C’est quoi cet imbroglio autour de l’influenceur algérien Doualemn, expulsé de France, mais refoulé dans son pays
Un aller-retour express. Ainsi pourrait-on résumer la journée de jeudi de l’influenceur algérien Boualem N., surnommé « Doualemn » sur les réseaux sociaux. Cet homme de 59 ans a été expulsé en début d’après-midi vers l’Algérie d’où il est originaire mais le pays a refusé de l’accueillir, précisant qu’il était « interdit de territoire ». Résultat : il a fait le chemin inverse dans la soirée.
A son arrivée en France, il a été conduit au centre de rétention administrative (CRA) du Mesnil-Amelot, en Seine-et-Marne. « L’Algérie cherche à humilier la France », a estimé ce vendredi le ministre de l’Intérieur, Bruno Retailleau, en marge d’un déplacement à Nantes. Retour sur cet imbroglio diplomatico-judiciaire en trois actes.
Acte I : L’analyse dissonante du parquet et de la préfecture
Tout est allé extrêmement vite dans ce dossier. Doualemn a été interpellé dimanche à Montpellier, accusé d’avoir publié sur TikTok une vidéo appelant, en arabe, à la torture d’un opposant au régime algérien. Mardi, le procureur de la République a annoncé qu’il serait jugé le 24 février pour « provocation à commettre un crime ou un délit », sans pour autant le placer en détention provisoire ni même sous contrôle judiciaire. Le magistrat a notamment précisé que des traductions de la vidéo « réalisées par deux interprètes expertes » établissaient qu’il n’avait pas utilisé les mots « tuez-le » mais qu’il appelait à « une sévère correction ».
Mais au lendemain de sa mise en examen, coup de théâtre : la préfecture de l’Hérault annonce avoir décidé de lui retirer son titre de séjour avec « placement immédiat dans un centre de rétention administrative en vue de son éloignement ». Le mis en cause, qui ne possède pas la double nationalité avait, depuis 2010, un titre de séjour et résidait donc de manière régulière en France. La préfecture justifie sa décision par le fait que « les provocations publiques à commettre un crime ou un délit et légitimant la torture constituent des menaces graves à l’ordre public ».
Acte II : Une expulsion express et un retour plus rapide encore
Alors que son avocat annonce faire appel de cette décision, le ministre de l’Intérieur prend un arrêté d’expulsion en urgence.

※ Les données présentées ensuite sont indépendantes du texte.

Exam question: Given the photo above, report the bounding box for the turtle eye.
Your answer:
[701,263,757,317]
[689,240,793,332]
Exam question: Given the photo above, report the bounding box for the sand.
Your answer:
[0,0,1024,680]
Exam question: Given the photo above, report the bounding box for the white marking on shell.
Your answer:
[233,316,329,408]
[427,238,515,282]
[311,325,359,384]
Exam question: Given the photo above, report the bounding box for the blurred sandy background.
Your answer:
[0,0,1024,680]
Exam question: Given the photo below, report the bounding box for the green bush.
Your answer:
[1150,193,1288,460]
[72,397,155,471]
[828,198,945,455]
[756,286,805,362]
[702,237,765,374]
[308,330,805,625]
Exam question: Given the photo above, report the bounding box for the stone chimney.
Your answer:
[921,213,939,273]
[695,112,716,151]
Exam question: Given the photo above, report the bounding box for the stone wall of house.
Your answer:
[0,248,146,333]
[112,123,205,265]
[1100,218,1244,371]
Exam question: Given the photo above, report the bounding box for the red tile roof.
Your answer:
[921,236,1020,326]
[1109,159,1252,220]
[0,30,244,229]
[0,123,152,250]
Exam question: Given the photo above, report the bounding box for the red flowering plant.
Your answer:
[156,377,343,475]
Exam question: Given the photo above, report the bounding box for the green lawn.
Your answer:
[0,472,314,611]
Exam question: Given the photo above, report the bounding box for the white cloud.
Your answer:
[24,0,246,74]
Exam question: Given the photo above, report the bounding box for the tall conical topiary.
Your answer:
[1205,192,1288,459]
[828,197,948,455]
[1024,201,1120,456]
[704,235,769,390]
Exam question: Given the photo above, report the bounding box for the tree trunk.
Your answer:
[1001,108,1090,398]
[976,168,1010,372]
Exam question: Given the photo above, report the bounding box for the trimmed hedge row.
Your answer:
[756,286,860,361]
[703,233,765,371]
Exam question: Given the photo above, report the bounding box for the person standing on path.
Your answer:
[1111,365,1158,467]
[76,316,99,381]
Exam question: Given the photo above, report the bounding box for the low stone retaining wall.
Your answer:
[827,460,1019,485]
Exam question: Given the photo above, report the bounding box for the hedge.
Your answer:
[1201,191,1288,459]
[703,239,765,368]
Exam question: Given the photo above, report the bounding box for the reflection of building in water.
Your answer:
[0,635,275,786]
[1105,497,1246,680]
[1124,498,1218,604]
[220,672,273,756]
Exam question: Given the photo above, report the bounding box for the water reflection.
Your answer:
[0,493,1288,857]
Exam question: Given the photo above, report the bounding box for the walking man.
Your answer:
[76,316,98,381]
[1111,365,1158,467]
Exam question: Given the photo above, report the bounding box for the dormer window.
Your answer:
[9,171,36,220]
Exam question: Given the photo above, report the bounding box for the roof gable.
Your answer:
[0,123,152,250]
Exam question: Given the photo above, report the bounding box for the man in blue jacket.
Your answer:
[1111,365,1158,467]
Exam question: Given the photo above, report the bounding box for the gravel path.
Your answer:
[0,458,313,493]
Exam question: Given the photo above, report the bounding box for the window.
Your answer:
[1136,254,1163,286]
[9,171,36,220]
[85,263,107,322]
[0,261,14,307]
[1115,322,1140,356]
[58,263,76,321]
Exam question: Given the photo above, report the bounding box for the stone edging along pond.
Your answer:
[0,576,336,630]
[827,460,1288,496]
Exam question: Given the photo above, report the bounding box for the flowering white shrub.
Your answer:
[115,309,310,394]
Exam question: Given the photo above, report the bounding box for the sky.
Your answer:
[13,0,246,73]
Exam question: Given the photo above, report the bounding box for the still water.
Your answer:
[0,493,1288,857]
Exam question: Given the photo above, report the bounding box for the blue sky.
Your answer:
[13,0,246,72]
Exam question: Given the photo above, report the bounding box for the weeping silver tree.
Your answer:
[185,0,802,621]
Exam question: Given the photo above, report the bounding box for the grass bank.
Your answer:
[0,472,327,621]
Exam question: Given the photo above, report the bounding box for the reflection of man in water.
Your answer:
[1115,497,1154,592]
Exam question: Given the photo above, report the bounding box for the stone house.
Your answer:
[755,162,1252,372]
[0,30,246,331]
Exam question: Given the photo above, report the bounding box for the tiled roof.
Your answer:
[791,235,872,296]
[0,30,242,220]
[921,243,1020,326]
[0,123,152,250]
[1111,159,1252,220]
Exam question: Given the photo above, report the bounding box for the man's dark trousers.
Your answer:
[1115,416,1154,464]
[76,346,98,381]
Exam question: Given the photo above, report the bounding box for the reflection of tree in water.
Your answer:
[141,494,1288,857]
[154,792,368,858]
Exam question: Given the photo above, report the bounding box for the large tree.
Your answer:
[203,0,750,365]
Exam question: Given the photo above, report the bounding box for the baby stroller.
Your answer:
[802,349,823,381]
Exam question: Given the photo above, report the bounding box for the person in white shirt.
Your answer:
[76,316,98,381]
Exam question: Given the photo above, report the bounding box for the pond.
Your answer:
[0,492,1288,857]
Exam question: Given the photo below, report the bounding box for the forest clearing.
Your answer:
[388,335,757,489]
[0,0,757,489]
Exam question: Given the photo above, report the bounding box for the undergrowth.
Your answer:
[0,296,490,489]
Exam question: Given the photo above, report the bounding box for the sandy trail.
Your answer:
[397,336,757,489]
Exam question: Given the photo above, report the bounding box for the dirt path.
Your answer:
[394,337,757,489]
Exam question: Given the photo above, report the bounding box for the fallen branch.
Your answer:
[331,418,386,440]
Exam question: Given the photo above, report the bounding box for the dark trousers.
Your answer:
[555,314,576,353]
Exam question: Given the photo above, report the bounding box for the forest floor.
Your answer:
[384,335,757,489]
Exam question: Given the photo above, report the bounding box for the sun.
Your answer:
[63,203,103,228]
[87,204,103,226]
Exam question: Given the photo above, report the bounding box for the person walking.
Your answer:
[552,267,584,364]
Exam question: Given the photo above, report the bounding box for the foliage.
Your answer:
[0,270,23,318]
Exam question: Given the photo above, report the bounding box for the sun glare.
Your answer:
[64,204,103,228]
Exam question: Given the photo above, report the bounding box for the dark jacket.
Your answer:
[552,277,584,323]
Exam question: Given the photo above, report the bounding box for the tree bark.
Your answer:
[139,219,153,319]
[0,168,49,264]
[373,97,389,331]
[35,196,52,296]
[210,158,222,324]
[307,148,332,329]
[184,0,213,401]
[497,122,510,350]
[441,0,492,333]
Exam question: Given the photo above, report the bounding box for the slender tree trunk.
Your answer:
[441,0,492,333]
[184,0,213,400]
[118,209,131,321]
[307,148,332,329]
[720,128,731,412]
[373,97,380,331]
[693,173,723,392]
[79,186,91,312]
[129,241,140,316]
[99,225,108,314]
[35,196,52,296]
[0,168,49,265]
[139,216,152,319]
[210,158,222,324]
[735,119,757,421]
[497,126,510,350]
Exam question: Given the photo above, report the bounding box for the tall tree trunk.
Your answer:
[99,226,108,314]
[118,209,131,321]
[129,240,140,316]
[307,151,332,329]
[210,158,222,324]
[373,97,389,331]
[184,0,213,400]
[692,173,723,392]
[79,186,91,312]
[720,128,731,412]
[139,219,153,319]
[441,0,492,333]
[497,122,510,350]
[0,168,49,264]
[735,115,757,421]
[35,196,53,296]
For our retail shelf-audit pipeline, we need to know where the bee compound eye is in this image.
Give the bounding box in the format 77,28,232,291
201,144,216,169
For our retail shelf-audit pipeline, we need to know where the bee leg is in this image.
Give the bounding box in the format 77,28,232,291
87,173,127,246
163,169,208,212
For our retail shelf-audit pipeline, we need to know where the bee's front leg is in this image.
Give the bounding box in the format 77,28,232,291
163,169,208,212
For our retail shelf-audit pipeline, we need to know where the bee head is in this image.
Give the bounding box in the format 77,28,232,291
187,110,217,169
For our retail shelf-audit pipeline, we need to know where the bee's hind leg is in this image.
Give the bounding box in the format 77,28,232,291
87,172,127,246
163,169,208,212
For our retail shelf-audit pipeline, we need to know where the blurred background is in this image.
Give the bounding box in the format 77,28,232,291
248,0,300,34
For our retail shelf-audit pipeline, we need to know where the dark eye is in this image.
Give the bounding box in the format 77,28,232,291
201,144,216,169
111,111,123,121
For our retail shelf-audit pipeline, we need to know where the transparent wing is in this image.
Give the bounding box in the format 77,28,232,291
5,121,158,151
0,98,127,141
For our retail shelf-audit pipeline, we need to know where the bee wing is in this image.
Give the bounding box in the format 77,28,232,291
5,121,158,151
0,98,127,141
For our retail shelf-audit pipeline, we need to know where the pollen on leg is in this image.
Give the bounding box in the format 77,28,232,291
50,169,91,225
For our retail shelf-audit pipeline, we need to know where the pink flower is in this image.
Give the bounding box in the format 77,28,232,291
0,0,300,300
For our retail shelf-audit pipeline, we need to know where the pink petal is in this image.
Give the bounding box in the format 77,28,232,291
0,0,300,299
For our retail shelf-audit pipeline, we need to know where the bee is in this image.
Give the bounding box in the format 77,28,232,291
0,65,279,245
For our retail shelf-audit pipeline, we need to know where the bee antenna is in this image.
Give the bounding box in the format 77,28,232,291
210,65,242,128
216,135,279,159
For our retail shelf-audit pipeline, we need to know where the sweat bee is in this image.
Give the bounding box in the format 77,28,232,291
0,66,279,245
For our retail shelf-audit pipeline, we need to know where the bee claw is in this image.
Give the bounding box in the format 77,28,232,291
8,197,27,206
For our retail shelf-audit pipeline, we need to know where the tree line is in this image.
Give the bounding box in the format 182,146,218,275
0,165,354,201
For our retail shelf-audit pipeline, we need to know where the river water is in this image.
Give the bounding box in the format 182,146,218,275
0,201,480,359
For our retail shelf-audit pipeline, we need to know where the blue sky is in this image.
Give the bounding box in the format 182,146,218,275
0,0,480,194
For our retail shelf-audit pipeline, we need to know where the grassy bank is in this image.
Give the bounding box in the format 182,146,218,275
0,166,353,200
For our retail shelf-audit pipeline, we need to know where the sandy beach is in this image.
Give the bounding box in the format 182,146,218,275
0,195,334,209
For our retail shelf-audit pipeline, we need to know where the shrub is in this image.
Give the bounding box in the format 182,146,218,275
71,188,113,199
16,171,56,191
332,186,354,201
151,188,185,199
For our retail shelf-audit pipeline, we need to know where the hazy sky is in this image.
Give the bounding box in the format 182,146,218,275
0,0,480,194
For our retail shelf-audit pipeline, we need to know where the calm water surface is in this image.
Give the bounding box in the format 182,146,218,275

Ainsi, dès jeudi, Doualemn se retrouve sur le tarmac de l’aéroport de Roissy, entouré de deux agents de la police aux frontières. « Dans cette affaire-là, nous n’avions pas besoin d’un laissez-passer consulaire puisqu’il a un passeport en règle, son identité est donc parfaitement établie », indique-t-on dans l’entourage du ministre. L’avocat de l’influenceur, lui, dénonce une volonté de court-circuiter l’appel.
Mais à peine arrivé sur place, Doualemn et les deux policiers sont contraints de faire demi-tour. Depuis 2008, l’Algérie s’est dotée d’une loi permettant de refuser l’entrée sur le territoire à ses ressortissants s’ils représentent une « menace ». « Nous n’avons pas eu la moindre explication, nous ne savons toujours pas l’origine de cette décision », insiste cette même source. Et de préciser que l’an dernier, 1.700 Algériens ont été reconduits, « un record historique », sans que cela pose de difficultés.
Acte III : Place à la diplomatie
« C’est désormais un problème diplomatique », précise-t-on à l’Intérieur. Des négociations vont être engagées entre Paris et Alger pour tenter de débloquer la situation. Mais ces derniers mois, les relations entre les deux pays sont pour le moins houleuses. Depuis novembre et l’arrestation de l’écrivain franco-algérien Boualem Sansal, elles sont mêmes glaciales. Et cette nouvelle affaire ne risque pas d’apaiser la situation. « On a atteint avec l’Algérie un seuil extrêmement inquiétant », a estimé le ministre de l’Intérieur ce vendredi.
En attendant, la situation de l’influenceur Doualemn est au point mort. Inexpulsable mais désormais en situation irrégulière. La durée de sa rétention ne peut excéder 90 jours. Il devrait vraisemblablement y rester jusqu’à son procès, le 24 février.